About the Music: “Lazarus” from the album The Book of John in Song

Lyrics:
Verse 1

There is a God who has come to defeat even death
The dead rose again at the sound of the words He said
When He said Lazarus come forth

Verse 2
Tombs open wide and grave clothes release when He speaks
In all of His words there is life and eternity
When he said Lazarus come forth
He said Lazarus come forth

Chorus
Jesus, He declared 
I’m the Resurrection and the life, the life
All who believe in Me,
Though they die will have eternal life, Eternal Life

Verse 3
He's the messiah, the Lord, Son of God, King of kings
All of these signs, He performed so that we would believe
He’s the God who said Lazarus come forth
He’s the God who said Lazarus come forth

Bridge
His resurrection power is stirring now
All that once was dead can be alive again
He is calling forth new life in us
He is causing hope to rise again in us 

Chorus
Jesus, we declared
You’re the Resurrection and the life, the life
All who believe in You,
Though they die will have eternal life, Eternal life

Vamp
He’s the God who says Lazarus come forth
He’s the God who says Lazarus come forth
He’s the God who says Lazarus come forth
He’s the God who says Lazarus come forth

About the Composer: 
Tommy Walker is an American worship leader, composer of contemporary worship music, recording artist, and author. Since 1990, he has been the worship leader at Christian Assembly, a church affiliated with the International Church of the Foursquare Gospel in Los Angeles, California. Some of Walker's most well-known songs include "Only A God Like You," "No Greater Love," "Mourning Into Dancing," "He Knows My Name," and "That's Why We Praise Him." In addition to his responsibilities as a church leader, he has taken the CA Worship Band on numerous overseas trips, including several trips to Southeast Asia and the Philippines.

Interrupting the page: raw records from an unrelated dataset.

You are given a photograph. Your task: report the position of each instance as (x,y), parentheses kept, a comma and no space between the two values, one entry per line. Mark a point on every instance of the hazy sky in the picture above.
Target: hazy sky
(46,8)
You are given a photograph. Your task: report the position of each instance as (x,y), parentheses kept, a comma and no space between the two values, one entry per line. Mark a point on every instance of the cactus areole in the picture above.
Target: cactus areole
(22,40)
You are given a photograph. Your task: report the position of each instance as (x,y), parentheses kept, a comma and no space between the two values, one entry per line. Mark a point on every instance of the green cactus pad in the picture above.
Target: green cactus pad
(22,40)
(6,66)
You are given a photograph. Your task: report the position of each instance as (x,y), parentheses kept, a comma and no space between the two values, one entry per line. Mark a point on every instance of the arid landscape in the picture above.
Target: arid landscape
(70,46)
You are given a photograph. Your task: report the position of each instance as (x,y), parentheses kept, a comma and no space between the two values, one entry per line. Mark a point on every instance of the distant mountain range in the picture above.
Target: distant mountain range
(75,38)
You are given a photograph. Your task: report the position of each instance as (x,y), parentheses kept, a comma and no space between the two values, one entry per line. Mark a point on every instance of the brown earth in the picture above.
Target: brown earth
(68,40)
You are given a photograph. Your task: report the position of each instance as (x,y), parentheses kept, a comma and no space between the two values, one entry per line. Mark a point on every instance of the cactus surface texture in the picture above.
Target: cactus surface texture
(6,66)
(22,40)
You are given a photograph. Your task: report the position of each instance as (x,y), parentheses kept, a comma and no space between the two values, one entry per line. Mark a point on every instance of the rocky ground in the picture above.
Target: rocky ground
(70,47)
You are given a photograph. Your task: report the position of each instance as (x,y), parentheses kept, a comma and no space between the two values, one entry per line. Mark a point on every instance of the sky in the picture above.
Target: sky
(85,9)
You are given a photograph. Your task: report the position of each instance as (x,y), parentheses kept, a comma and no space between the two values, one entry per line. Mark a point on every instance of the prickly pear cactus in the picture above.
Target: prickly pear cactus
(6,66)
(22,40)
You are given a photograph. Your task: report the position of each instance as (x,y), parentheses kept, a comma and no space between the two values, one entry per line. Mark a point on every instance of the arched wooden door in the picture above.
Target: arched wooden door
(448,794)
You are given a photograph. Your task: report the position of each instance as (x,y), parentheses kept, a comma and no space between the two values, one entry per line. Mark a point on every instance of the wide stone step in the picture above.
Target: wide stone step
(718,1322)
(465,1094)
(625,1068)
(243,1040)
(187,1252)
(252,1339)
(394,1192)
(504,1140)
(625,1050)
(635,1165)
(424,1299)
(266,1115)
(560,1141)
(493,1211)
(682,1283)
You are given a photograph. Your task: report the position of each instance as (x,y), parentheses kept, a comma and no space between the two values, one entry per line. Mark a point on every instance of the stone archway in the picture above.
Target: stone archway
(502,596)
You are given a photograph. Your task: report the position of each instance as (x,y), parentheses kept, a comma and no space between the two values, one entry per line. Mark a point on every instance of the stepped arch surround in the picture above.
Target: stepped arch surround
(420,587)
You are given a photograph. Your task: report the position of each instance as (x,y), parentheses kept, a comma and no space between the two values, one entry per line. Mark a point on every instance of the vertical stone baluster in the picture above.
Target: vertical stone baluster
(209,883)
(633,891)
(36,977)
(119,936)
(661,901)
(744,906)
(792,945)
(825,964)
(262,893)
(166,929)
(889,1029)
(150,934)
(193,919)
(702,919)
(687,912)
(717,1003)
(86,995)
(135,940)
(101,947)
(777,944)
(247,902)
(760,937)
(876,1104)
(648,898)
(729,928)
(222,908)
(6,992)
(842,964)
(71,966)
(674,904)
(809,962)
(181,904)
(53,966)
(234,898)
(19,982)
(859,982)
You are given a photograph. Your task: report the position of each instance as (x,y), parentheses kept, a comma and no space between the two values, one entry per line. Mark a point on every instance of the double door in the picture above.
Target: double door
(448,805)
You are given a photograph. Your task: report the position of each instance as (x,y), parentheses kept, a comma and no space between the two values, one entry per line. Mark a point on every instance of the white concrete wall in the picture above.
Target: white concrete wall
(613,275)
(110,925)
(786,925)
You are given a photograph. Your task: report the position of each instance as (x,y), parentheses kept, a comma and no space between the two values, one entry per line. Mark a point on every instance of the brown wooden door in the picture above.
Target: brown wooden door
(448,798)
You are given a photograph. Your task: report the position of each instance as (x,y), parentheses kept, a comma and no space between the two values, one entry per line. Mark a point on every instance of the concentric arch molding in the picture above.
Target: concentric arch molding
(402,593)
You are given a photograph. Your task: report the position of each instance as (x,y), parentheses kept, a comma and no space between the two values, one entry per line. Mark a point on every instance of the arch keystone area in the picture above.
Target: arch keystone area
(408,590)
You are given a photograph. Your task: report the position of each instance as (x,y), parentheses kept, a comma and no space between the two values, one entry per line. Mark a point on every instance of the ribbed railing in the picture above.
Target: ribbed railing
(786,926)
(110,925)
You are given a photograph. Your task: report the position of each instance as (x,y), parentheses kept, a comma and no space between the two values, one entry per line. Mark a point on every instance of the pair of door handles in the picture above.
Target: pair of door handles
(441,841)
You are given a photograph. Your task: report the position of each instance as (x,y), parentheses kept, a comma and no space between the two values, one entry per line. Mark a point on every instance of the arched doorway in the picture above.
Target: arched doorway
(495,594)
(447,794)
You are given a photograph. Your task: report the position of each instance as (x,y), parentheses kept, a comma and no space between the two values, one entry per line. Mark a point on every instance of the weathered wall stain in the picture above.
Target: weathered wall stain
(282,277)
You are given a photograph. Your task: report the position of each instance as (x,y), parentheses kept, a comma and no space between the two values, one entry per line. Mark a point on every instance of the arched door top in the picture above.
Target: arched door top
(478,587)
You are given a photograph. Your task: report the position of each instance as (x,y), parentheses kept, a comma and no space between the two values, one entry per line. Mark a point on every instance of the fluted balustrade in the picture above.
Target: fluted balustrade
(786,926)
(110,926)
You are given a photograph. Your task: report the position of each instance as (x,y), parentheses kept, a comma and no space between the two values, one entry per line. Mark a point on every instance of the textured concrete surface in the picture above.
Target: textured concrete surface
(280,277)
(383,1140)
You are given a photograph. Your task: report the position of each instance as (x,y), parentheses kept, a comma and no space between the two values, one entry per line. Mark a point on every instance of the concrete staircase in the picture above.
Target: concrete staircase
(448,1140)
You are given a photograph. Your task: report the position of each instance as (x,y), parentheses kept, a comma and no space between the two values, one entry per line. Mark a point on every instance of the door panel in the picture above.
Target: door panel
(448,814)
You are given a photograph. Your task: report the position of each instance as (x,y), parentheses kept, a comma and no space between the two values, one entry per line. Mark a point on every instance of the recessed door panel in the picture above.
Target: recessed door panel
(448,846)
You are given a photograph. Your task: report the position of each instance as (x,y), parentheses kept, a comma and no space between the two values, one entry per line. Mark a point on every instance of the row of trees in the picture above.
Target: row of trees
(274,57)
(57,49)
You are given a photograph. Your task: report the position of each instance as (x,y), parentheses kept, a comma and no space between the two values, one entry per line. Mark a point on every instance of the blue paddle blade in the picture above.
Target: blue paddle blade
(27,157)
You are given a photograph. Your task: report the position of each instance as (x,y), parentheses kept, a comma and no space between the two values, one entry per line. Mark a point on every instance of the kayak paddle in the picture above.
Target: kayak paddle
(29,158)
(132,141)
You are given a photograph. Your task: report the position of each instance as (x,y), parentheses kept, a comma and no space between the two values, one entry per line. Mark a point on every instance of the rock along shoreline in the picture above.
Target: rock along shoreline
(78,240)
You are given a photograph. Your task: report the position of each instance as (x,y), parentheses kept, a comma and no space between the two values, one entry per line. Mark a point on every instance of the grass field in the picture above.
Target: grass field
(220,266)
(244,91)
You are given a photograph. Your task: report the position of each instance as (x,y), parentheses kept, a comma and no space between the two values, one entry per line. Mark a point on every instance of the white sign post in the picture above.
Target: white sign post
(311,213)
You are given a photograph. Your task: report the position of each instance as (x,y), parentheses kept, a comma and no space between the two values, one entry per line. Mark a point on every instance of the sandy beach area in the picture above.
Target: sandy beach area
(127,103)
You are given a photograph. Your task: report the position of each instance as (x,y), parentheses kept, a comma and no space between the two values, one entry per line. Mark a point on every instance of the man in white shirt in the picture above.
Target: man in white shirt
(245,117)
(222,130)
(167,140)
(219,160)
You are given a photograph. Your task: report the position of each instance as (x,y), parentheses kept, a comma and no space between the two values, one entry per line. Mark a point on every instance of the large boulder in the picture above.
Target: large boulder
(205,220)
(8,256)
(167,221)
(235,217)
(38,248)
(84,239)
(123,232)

He has worked alongside such Christian leaders as Franklin Graham, Greg Laurie, Jack Hayford, Bill Hybels, and Rick Warren, and at Promise Keepers events.
https://en.wikipedia.org/wiki/Tommy_Walker_(worship_leader)
https://www.tommywalkerministries.org/

About the Performers: 
California Baptist University Choir and Orchestra

The California Baptist University Choir and Orchestra are located in Riverside, California. The ensembles are composed of over one hundred fifty vocalists and instrumentalists who separately and together give approximately fifty concerts annually. The goal of the ensembles is to “use their gifts to worship and to lead others to worship.” The CBU Choir and Orchestra have recorded over seventeen albums. 
https://music.calbaptist.edu/ensembles/uco/

About the Poetry and Poet: 
Brett Foster
(1973–2015) was professor of English and Poet-in-Residence at Wheaton College, Illinois. He earned bachelor degrees in English and journalism at the University of Missouri. He received a M.A. in English at Boston University and his Ph.D. in English at Yale University. He was also a Stegner Fellow at Stanford University. He was an avid collector of English literature and poetry books. Dr. Foster’s award-winning publications include The Garbage Eater and Fall Run Road. He also shared his poetry and expertise at readings at The Poetry Foundation in Chicago, the Chicago Shakespeare Theater, and many other venues before his untimely passing.
https://www.chicagotribune.com/news/ct-brett-foster-obituary-met-20151202-story.html

About Devotion Author:
Tim Muehlhoff
Professor of Communication
Co-director of the Winsome Conviction Project
Biola University

Tim Muehlhoff is a professor of communication at Biola University and co-director of the Winsome Conviction Project, designed to reintroduce civility into our private and public disagreements. Muehlhoff is also an author whose latest book is Eyes to See: Finding God’s Common Grace in Unsettled Times (IVP).